Good question as I'm doing the staggering drunk orange rodeo clown act in the stern of the Samantha J.

During a particularly absurd sequence where the boat jumped and rolled in many directions simultaneously, I thought I'd be clever:

"Bull riders only have to stay on for seven seconds or something."

Captain Clayton trumped me instantly:

"Yeah, and they get to sit down!"

Why indeed? It's a good question on a day when it's blowing 25 out of the northeast. Not many boats ventured out of the harbor this morning. It's starting to get cold. Norah Jones's warm sleepy soft flannel voice sounds wicked out of place here.

The deeper question is why not? Many of the comments on articles about what I'm doing, many of the conversations I've had and a lot of the obvious unstated points all ask why I would quit being a lawyer and work as a stern man. I have felt disapproval and bafflement from close points in my life and from people who do not know me. Aside from the fact that I never made much money as an attorney, my question is why is that kind of work respected so much more than being a sternman? Like being a lawyer is so great. I've come to realize how much status has to do with it and how stupid status is.

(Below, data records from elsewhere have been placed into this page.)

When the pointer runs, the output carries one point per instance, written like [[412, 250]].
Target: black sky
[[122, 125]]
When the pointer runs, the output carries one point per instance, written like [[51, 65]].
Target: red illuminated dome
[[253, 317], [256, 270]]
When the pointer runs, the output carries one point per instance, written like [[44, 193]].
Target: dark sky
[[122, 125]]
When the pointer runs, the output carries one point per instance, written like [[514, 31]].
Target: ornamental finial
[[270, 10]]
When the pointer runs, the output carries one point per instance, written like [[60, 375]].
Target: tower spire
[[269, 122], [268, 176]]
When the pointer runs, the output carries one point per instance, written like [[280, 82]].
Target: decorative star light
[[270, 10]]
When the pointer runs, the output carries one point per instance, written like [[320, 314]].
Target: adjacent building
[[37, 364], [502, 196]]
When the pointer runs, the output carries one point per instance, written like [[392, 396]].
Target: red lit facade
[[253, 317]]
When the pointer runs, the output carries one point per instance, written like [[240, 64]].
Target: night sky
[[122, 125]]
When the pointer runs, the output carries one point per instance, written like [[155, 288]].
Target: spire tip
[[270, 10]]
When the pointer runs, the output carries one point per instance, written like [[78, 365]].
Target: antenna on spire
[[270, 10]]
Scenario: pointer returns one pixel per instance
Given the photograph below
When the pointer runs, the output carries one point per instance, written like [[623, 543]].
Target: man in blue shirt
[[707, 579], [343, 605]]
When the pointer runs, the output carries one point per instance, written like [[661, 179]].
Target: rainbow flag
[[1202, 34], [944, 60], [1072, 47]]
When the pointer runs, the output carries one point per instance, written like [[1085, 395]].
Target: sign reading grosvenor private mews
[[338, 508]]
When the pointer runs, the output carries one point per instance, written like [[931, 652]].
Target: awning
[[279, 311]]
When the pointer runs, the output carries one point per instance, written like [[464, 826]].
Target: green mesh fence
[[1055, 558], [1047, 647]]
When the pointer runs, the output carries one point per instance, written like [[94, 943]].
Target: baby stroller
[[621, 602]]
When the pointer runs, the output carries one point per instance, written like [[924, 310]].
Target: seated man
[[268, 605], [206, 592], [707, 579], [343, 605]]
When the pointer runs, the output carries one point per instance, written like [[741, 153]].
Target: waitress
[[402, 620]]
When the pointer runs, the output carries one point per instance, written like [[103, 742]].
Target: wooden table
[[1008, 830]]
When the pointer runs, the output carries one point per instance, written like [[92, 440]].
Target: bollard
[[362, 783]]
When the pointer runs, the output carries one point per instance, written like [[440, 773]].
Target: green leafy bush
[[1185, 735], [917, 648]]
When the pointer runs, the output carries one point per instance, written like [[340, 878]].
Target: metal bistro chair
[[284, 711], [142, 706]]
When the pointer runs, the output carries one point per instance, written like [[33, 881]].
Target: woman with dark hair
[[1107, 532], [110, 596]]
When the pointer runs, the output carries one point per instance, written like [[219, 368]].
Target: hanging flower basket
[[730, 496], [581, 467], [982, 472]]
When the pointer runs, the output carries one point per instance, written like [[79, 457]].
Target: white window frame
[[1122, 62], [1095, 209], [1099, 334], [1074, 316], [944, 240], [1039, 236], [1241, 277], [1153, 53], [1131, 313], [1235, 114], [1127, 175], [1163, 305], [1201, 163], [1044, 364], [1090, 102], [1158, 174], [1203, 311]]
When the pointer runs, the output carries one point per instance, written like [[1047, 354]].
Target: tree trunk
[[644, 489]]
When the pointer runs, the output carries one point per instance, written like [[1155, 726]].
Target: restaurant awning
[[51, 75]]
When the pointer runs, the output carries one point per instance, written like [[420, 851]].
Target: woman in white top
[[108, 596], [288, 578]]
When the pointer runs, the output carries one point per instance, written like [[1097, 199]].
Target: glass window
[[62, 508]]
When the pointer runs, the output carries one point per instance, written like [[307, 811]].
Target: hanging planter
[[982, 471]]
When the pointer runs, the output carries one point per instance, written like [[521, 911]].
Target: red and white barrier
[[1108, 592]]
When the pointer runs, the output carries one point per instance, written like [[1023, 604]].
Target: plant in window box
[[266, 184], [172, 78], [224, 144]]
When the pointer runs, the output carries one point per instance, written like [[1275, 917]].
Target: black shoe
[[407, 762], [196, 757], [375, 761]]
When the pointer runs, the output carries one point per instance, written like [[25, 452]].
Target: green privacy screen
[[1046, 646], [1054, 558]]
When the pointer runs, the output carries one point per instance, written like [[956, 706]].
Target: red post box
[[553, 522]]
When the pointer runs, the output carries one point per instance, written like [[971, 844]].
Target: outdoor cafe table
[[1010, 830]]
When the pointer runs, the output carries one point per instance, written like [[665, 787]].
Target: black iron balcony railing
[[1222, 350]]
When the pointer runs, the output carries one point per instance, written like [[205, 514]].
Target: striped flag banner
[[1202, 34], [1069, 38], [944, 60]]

Call me crazy, but I am at least as proud of learning to work on the ocean as of getting through law school and handling cases. Working on the sea has unique challenges and its own language just like the law. Well not just like. Fishing is fun. And it hurts a lot.

"He was just some stern man. They all look the same to me." Lisa and I have heard this a number of times.

Sternmen do arrive here with tattoos, scars, conditions of release, varying phases of opiate dependence, and garnishment orders for child support, taxes and medical bills. That's not all of them and that is not all there is to them, either. I've also found them to be generous, extremely hardworking individuals with surprising amounts of specialized skills and knowledge. There is that status thing, though.

So again, the question is, why would I do this? I was trying to answer it for myself this morning, while also trying to admire the gray wet desolate beauty of the ride out to the westerd (local variant of westward). Then onto the stereo comes Desperado, by the Eagles, that somewhat hokey but extremely well crafted song about a guy who makes life hard on himself out west somewhere. Way out west where they would not know what "westerd" means. I am not a desperado, but the answer to the question came to me while the song was playing.

Somewhere around 1978, the Eagles released a live double album with Desperado on it. The song is preceded by a beautiful string section intro that reminded me of wilderness. Mountains, streams, valleys. I loved that intro. I loved reading Edward Abbey. I also was living amidst some turmoil at 16 , but if I was in the woods, or out in a field, I was happy. At ease. The nagging, itchy square peg divorce kid feelings did not follow me there.

So that's basically it. I like being outdoors, and always have. Status or no. Why give up status and security? Why be so hard on my body? Shouldn't I be doing something respectable and letting my body rot from the inside in a chair or car and then trying to make up for the inactivity in the gym? Won't I have to pay the piper? Oh, probably. Definitely eventually. This day looks like at least an installment on the piper payment schedule.